Reply
New Contributor
Posts: 3
Registered: ‎11-22-2014

WARNINGS: Backend 0:Unknown disk id. This will negatively affect performance

Hi all,
When I use both hive and impala to query 10000 lines data from one table which has 80000 lines. The result is like following:

1) First query using Hive:

9995 name9995
9996 name9996
9997 name9997
9998 name9998
9999 name9999
Time taken: 1.242 seconds, Fetched: 10000 row(s)
hive>

2) Second query using Hive:

9995 name9995
9996 name9996
9997 name9997
9998 name9998
9999 name9999
Time taken: 0.092 seconds, Fetched: 10000 row(s)

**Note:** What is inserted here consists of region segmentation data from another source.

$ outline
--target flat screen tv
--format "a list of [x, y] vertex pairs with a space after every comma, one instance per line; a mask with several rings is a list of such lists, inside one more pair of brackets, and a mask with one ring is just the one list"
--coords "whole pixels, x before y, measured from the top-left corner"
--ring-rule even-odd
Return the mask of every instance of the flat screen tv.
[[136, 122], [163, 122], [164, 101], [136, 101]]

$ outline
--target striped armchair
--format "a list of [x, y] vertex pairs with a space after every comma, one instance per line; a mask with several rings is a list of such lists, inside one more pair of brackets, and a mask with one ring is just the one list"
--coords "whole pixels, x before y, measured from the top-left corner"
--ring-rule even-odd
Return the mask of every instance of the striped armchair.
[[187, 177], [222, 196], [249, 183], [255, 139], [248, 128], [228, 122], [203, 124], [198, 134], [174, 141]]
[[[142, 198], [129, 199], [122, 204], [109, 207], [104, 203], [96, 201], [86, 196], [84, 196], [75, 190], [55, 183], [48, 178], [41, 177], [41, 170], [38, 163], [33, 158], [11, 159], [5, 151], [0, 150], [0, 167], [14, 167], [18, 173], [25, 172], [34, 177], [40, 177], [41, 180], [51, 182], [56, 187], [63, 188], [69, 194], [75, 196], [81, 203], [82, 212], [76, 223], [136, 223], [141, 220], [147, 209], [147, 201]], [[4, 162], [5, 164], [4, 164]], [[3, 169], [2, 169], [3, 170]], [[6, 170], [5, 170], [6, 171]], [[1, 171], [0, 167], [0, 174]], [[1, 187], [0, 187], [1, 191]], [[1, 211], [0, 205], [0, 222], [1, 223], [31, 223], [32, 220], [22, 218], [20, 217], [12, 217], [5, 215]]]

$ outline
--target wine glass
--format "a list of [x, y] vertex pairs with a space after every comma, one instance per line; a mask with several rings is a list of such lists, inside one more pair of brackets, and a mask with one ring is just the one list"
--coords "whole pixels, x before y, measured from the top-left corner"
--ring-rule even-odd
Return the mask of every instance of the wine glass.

3) First query using impala:

| 9995 | name9995 |
| 9996 | name9996 |
| 9997 | name9997 |
| 9998 | name9998 |
| 9999 | name9999 |
+------+----------+
WARNINGS: Backend 0:Unknown disk id. This will negatively affect performance. Check your hdfs settings to enable block location metadata.

Fetched 10000 row(s) in 2.45s

4) Second query using impala:

| 9995 | name9995 |
| 9996 | name9996 |
| 9997 | name9997 |
| 9998 | name9998 |
| 9999 | name9999 |
+------+----------+
WARNINGS: Backend 0:Unknown disk id. This will negatively affect performance. Check your hdfs settings to enable block location metadata.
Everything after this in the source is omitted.